Odwróciła się w kierunku jego źródła i stanęła jak wryta. Steve spadał z drzewa z kordelasem w ręce. Ludzie pod nim patrzyli na niego ze zdziwieniem. Cholerny debil! – dziewczyna przeklęła go w myślach. Stwierdziła, że musi przyjąć to, że Steve zepsuł jej cały plan. Zwolniła jego upadek przy samym dole, by nie roztrzaskał się. Mężczyzna zaczął wymachiwać nożem i zabijać każdego, kto do niego podchodził. Itamaki nie zdziwiło, kiedy upadł na ziemię, po wystrzale z pistoletu. Oderwała wzrok od Steve’a i spojrzała przed siebie. Wybałuszyła oczy. Przed nią stał mężczyzna, celując swoją bronią w nią. Za nim stali inni i patrzyli na rulonik. Odwijali go. Jak tylko odkryją, że to nie ten, nie dość, że zabiją mnie, to jeszcze będą szukać George’a. Cholera. Nie mogę na to pozwolić – pomyślała, jakby nie zważając na to, że stoi na celowniku. Wyciągnęła obie ręce do przodu.
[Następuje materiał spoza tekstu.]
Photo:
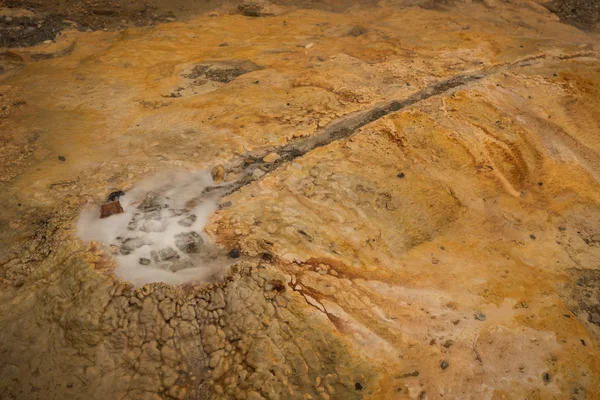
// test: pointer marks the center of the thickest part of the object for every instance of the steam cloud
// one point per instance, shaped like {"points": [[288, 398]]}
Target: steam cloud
{"points": [[160, 233]]}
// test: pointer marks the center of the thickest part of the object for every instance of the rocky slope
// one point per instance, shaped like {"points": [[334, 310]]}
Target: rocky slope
{"points": [[409, 197]]}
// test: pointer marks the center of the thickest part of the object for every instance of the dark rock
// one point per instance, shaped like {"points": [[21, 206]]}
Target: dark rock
{"points": [[187, 221], [189, 242], [130, 244], [180, 264], [108, 209], [234, 253], [115, 195], [150, 202], [166, 254]]}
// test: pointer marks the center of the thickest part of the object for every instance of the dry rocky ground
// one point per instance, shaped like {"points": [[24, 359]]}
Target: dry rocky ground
{"points": [[408, 193]]}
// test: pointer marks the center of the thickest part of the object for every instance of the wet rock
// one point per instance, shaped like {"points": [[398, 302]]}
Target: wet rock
{"points": [[189, 242], [130, 244], [166, 254], [108, 209], [180, 264], [150, 202], [115, 195], [187, 221], [144, 261], [152, 225]]}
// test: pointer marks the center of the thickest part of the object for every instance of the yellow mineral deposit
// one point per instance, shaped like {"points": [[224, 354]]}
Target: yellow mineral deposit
{"points": [[396, 201]]}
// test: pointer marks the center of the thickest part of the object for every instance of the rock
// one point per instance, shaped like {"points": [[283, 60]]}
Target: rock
{"points": [[189, 242], [271, 157], [150, 202], [112, 208], [115, 195], [187, 221], [357, 31], [410, 374], [218, 173], [166, 254], [130, 244], [252, 9], [152, 225], [234, 253], [546, 378], [180, 264]]}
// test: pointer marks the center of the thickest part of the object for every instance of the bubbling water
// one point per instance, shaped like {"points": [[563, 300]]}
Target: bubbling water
{"points": [[160, 234]]}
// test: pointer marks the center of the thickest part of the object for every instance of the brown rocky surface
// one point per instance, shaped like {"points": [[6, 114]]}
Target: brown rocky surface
{"points": [[408, 194]]}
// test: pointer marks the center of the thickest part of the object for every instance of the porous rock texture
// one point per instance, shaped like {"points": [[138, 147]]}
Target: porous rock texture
{"points": [[445, 246]]}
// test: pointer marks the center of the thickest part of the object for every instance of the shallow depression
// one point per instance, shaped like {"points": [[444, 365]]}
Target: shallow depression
{"points": [[159, 235]]}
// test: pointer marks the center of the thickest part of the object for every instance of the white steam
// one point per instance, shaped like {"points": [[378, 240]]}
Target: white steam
{"points": [[160, 233]]}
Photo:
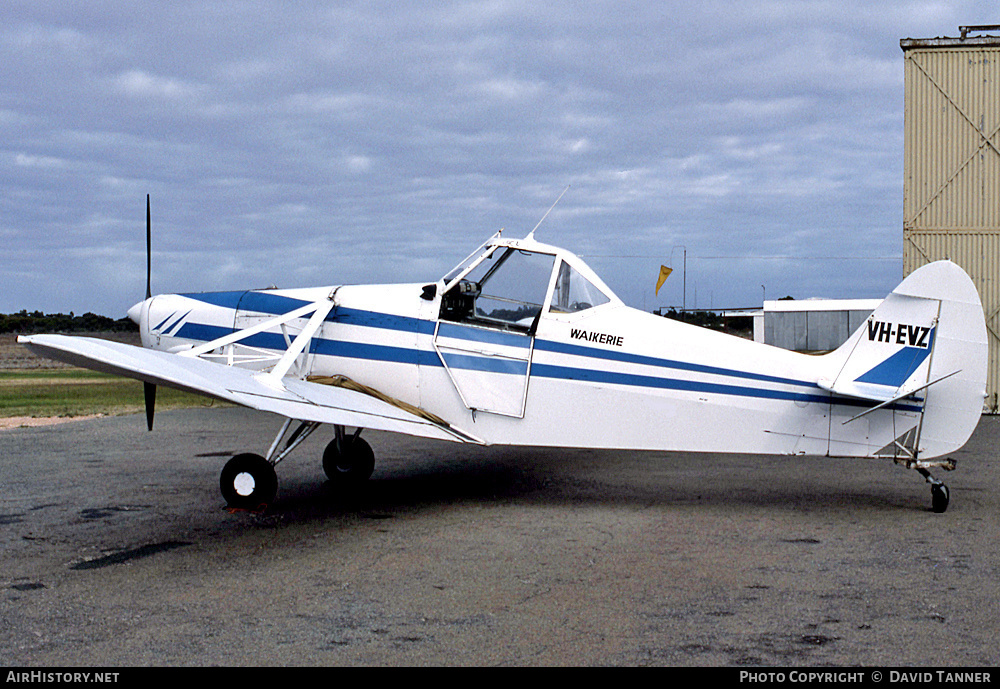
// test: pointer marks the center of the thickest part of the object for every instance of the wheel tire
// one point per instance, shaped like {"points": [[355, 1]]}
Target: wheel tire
{"points": [[939, 498], [352, 466], [248, 482]]}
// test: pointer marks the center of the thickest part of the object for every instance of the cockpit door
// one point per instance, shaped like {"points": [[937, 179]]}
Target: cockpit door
{"points": [[486, 330]]}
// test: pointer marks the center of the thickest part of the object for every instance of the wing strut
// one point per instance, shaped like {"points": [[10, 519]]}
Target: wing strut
{"points": [[319, 311]]}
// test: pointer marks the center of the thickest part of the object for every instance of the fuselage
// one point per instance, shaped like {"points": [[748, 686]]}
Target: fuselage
{"points": [[593, 373]]}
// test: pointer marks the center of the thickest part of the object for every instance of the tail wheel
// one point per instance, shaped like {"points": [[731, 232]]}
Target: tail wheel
{"points": [[939, 498], [248, 482], [348, 461]]}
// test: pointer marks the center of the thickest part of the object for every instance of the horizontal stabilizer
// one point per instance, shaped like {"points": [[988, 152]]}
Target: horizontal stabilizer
{"points": [[289, 397]]}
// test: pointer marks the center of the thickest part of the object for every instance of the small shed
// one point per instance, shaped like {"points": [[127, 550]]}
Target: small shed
{"points": [[812, 325]]}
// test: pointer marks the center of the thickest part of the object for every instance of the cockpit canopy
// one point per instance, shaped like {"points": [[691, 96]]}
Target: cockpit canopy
{"points": [[510, 284]]}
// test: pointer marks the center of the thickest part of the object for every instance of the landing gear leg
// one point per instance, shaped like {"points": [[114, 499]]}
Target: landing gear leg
{"points": [[249, 481], [939, 492], [348, 460]]}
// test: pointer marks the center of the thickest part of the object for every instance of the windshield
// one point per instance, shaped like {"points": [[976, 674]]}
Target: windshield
{"points": [[506, 290]]}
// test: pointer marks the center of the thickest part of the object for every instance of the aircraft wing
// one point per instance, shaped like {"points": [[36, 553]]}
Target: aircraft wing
{"points": [[289, 396]]}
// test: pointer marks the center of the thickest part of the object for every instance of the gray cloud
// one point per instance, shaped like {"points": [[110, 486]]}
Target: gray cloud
{"points": [[295, 143]]}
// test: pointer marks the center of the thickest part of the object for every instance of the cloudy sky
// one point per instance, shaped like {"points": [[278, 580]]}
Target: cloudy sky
{"points": [[311, 143]]}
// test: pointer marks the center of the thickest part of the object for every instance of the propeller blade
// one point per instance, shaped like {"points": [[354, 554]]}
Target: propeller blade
{"points": [[149, 261], [149, 389]]}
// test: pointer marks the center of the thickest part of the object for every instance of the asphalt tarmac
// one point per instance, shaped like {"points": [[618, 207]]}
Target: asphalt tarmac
{"points": [[116, 550]]}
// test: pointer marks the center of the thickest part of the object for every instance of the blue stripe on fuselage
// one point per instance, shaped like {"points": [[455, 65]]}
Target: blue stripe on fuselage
{"points": [[410, 355]]}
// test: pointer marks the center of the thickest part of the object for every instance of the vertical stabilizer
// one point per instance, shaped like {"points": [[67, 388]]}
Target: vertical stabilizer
{"points": [[929, 330]]}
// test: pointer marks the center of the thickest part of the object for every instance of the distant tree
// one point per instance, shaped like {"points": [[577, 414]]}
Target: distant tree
{"points": [[24, 323]]}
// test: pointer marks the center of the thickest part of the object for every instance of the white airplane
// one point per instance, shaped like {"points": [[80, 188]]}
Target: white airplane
{"points": [[523, 344]]}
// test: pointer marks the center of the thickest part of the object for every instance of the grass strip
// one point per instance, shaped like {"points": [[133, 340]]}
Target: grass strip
{"points": [[77, 392]]}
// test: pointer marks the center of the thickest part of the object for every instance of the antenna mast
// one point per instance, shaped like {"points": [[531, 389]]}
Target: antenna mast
{"points": [[531, 235]]}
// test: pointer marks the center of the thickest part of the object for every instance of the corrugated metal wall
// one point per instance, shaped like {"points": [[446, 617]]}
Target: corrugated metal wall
{"points": [[951, 197]]}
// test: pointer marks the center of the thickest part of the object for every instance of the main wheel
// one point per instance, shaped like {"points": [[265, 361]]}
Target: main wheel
{"points": [[939, 497], [351, 464], [248, 482]]}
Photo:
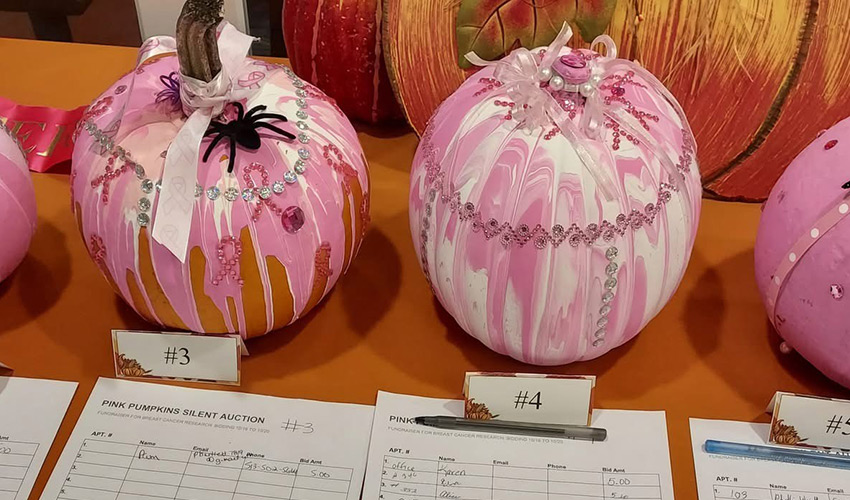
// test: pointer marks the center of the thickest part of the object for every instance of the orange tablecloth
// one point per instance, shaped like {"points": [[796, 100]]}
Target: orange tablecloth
{"points": [[710, 353]]}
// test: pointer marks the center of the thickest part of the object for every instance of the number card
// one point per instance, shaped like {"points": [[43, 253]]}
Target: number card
{"points": [[177, 356], [810, 421], [526, 397]]}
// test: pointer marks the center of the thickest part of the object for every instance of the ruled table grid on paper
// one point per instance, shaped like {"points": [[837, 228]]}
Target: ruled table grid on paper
{"points": [[107, 470], [742, 492], [15, 461], [414, 479]]}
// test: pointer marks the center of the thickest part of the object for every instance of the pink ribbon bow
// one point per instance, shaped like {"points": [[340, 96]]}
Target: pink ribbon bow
{"points": [[523, 79]]}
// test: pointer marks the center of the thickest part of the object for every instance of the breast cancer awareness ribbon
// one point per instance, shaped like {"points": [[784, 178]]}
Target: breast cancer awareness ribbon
{"points": [[201, 101]]}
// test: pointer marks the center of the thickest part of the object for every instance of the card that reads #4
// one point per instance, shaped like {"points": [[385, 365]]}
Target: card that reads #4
{"points": [[177, 356], [527, 397]]}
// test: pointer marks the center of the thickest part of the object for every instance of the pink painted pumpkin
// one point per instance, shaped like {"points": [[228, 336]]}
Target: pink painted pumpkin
{"points": [[268, 241], [516, 236], [17, 204], [802, 254]]}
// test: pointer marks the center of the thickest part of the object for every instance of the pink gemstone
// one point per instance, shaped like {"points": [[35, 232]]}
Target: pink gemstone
{"points": [[573, 60], [292, 219]]}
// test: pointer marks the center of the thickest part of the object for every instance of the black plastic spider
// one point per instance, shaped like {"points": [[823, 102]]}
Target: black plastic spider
{"points": [[243, 131]]}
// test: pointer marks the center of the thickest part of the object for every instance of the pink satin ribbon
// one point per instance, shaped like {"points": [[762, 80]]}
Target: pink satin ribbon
{"points": [[44, 134]]}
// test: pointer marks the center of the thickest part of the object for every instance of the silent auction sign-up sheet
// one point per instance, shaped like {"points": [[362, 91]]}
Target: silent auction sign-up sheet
{"points": [[139, 441]]}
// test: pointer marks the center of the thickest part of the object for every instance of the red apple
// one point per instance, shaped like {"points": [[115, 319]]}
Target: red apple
{"points": [[336, 45]]}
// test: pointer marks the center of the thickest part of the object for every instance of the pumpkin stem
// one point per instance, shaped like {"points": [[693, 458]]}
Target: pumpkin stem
{"points": [[197, 47]]}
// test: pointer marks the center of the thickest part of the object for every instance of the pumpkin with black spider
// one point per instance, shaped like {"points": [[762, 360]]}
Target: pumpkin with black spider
{"points": [[276, 197], [243, 131]]}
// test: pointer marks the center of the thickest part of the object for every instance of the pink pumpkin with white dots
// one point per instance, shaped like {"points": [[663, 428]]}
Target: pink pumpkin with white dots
{"points": [[802, 254]]}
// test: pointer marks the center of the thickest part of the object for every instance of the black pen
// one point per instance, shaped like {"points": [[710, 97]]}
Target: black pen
{"points": [[520, 428]]}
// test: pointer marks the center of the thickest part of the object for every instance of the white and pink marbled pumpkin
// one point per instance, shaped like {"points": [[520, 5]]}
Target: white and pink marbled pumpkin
{"points": [[267, 242], [17, 204], [513, 232]]}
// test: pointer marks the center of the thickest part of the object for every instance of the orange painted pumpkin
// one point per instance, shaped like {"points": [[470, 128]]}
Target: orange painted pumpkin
{"points": [[758, 79]]}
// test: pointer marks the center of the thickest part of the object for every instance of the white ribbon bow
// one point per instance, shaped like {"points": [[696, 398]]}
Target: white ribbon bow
{"points": [[201, 101], [521, 76]]}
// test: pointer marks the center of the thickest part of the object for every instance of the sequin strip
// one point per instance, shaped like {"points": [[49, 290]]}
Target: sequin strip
{"points": [[777, 282], [541, 236], [103, 138], [610, 285]]}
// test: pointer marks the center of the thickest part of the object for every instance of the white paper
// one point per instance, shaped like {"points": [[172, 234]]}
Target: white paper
{"points": [[720, 477], [31, 411], [177, 355], [192, 444], [412, 462]]}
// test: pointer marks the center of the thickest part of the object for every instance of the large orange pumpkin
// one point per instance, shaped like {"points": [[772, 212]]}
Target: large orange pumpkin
{"points": [[758, 79], [337, 47]]}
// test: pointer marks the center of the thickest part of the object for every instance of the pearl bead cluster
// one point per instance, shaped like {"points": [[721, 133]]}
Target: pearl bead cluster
{"points": [[556, 82], [213, 193], [610, 284]]}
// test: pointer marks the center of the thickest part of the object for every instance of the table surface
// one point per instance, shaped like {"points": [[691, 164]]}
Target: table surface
{"points": [[710, 353]]}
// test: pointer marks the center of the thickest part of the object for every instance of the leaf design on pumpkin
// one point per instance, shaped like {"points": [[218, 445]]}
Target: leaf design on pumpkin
{"points": [[129, 367], [493, 28], [781, 433], [477, 411]]}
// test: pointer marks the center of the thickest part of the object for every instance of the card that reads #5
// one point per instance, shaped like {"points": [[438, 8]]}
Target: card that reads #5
{"points": [[529, 397]]}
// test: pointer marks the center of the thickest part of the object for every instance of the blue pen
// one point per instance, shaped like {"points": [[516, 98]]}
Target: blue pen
{"points": [[814, 458]]}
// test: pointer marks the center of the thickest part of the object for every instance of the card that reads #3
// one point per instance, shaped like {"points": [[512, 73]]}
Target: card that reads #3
{"points": [[180, 356], [552, 399]]}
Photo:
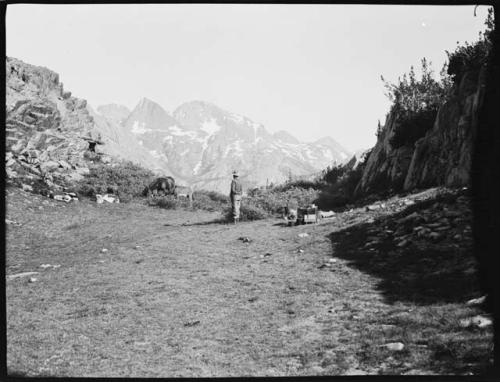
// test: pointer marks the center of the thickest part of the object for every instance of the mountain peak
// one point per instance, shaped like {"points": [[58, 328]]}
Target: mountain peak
{"points": [[285, 136]]}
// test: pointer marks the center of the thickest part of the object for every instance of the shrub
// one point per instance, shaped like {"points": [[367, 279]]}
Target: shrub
{"points": [[123, 179], [341, 186], [471, 57], [248, 212], [203, 202], [306, 184], [168, 202], [416, 103]]}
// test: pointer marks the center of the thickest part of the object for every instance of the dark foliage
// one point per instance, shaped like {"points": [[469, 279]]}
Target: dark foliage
{"points": [[125, 179]]}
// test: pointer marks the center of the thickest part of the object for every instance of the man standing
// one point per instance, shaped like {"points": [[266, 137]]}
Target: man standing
{"points": [[235, 195]]}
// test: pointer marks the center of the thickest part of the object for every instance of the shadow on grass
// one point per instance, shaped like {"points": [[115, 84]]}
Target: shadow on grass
{"points": [[209, 222], [423, 274]]}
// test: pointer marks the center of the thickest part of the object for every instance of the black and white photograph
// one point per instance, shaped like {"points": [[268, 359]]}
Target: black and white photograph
{"points": [[249, 190]]}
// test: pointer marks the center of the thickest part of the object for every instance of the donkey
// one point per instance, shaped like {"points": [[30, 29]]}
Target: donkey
{"points": [[160, 185]]}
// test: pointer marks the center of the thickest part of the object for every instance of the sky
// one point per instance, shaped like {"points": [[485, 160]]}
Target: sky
{"points": [[311, 70]]}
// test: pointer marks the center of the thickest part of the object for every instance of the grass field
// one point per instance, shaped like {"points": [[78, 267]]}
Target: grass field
{"points": [[177, 294]]}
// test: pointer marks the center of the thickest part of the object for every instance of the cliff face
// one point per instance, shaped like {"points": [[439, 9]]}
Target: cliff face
{"points": [[441, 158], [45, 127], [444, 155]]}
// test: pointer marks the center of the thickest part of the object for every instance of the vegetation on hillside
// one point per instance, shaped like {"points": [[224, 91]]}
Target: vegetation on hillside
{"points": [[340, 184], [124, 179], [416, 101]]}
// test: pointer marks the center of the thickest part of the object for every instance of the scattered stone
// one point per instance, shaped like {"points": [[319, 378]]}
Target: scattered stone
{"points": [[106, 198], [435, 235], [476, 301], [193, 323], [477, 321], [373, 207], [394, 346], [403, 243], [326, 214], [23, 274]]}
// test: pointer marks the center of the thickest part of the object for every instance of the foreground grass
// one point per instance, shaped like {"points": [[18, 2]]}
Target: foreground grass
{"points": [[177, 294]]}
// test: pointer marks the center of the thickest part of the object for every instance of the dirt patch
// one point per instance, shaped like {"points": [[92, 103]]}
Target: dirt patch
{"points": [[177, 294]]}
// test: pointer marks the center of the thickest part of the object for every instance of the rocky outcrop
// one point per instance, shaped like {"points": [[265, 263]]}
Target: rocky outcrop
{"points": [[47, 130], [441, 158], [386, 167], [444, 155]]}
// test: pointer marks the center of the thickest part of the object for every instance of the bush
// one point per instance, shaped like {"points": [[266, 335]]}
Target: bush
{"points": [[202, 201], [342, 183], [168, 202], [471, 57], [306, 184], [125, 179], [248, 212], [273, 201], [416, 103]]}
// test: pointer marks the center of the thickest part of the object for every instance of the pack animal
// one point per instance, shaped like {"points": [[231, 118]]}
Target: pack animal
{"points": [[165, 186], [183, 192]]}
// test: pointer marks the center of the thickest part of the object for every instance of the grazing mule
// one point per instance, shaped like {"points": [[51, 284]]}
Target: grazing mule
{"points": [[165, 185], [184, 192]]}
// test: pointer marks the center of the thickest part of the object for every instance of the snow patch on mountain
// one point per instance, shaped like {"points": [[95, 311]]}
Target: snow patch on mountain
{"points": [[210, 127], [175, 130], [139, 128]]}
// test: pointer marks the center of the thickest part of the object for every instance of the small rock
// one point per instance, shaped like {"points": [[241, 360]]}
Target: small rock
{"points": [[403, 243], [478, 321], [394, 346], [373, 207], [434, 235], [15, 276], [476, 301], [193, 323]]}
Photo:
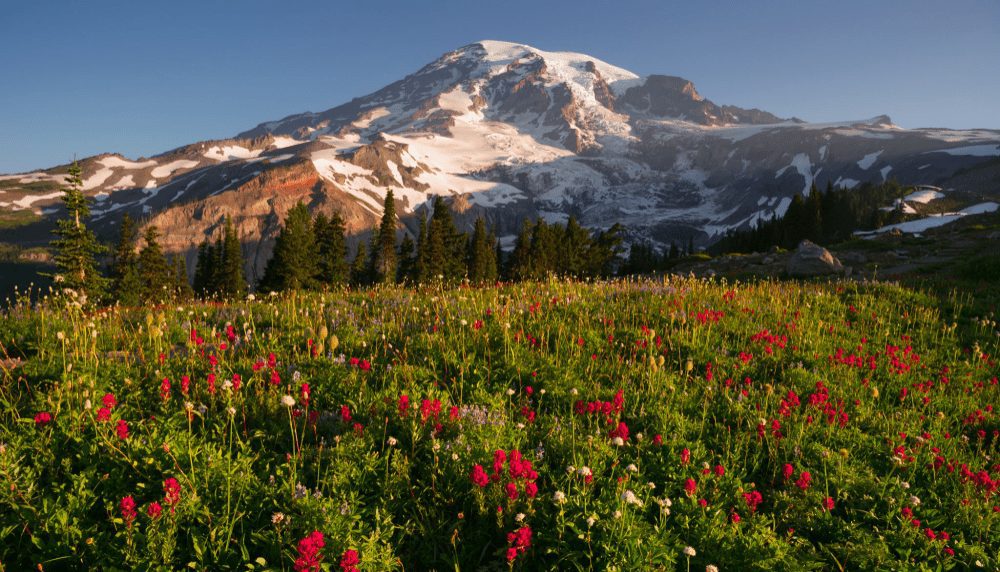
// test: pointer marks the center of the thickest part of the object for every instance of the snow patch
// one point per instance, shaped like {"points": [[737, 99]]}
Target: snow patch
{"points": [[229, 153], [868, 160], [971, 151], [923, 196], [167, 169]]}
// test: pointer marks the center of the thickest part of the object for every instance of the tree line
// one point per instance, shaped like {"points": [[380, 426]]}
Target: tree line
{"points": [[824, 217], [311, 253]]}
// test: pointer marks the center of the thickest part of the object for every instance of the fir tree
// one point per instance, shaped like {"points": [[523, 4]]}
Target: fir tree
{"points": [[182, 288], [76, 246], [519, 265], [445, 246], [293, 266], [359, 268], [204, 269], [573, 249], [384, 247], [407, 257], [230, 280], [125, 285], [482, 260], [155, 274], [331, 249]]}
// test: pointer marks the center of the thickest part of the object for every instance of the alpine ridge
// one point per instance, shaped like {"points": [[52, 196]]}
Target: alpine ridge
{"points": [[507, 131]]}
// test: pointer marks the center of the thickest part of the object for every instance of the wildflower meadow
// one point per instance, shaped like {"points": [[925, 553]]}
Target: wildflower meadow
{"points": [[668, 424]]}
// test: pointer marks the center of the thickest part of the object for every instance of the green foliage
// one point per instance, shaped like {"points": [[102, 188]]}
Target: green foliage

- Nie ruszaj się! – krzyknął mężczyzna z bronią.
Jego ręce się trzęsły, a głos drżał.
- Wystawiam ręce, żeby się poddać – odpowiedziała łagodnym głosem, jednak jej uśmiech był jadowity.
Wtem pistolet i rulonik wyleciały z rąk posłańców i wylądowały u Itamaki. Chyba nie mam wyjścia. Schowała papier do kieszeni, ale wyjęła z niej coś innego. Była to patelnia. Nie zaskoczyły ją zdziwione miny tych ludzi. Niektórzy wybuchli śmiechem. Wycelowała pistoletem w pierwszego z nich. Rozległ się huk i mężczyzna padł na ziemię martwy.
- Chciałam obejść się bez tego i wszystko by się udało, gdyby nie mój niezbyt rozumny kolega – powiedziała jakby od niechcenia.
Padło kilka strzałów. Wszystkie wylądowały na podstawie patelni. Kulki chwilę w wbijały się w blaszkę, a następnie upadły na ziemię.
- Rany – splunęła. – Naprawdę mnie irytujecie. Nikt was nie nauczył, że nie przerywa się, gdy ktoś mówi?! – wrzasnęła.
Itamaki wystrzeliła serię pocisków, trzymając pistolet w jednej ręce, natomiast drugą broniła się od ostrzału ze strony przeciwnika. Nagle jednak poczuła przeszywający ból w boku, za który natychmiast się złapała, upuszczając broń palną. Spojrzała się w tył i zobaczyła, że za nią stał jakiś mężczyzna, który prawdopodobnie ją postrzelił.
- Mam was dość, śmiecie – powiedziała bardziej do siebie niż do nich.
Tym razem z kieszeni wydobyła kosę. Ponowne zdziwienie zagościło na twarzach wysłanników. Uniosła się w powietrzu i natychmiast poszybowała do człowieka, który ją zaskoczył. Wolną ręką trzymała patelnię, która chroniła ją od kolejnej serii pocisków z tyłu. W momencie, gdy brała zamach, znów poczuła palący ból w boku, więc przecięła mężczyznę na brzuchu, trochę niżej niż planowała. Odwróciła się i poleciała do pozostałych pięciu ludzi, którzy po chwili byli jedynie trupami. Lewitowała na koronę jednego z drzew, na wypadek, gdyby ktoś szukał wysłanników, gdzie usiadła na gałęzi. Ciężko oddychała. Spojrzała na prześwity pomiędzy drzewami, jednak zaraz przed jej oczami zapanowała ciemność.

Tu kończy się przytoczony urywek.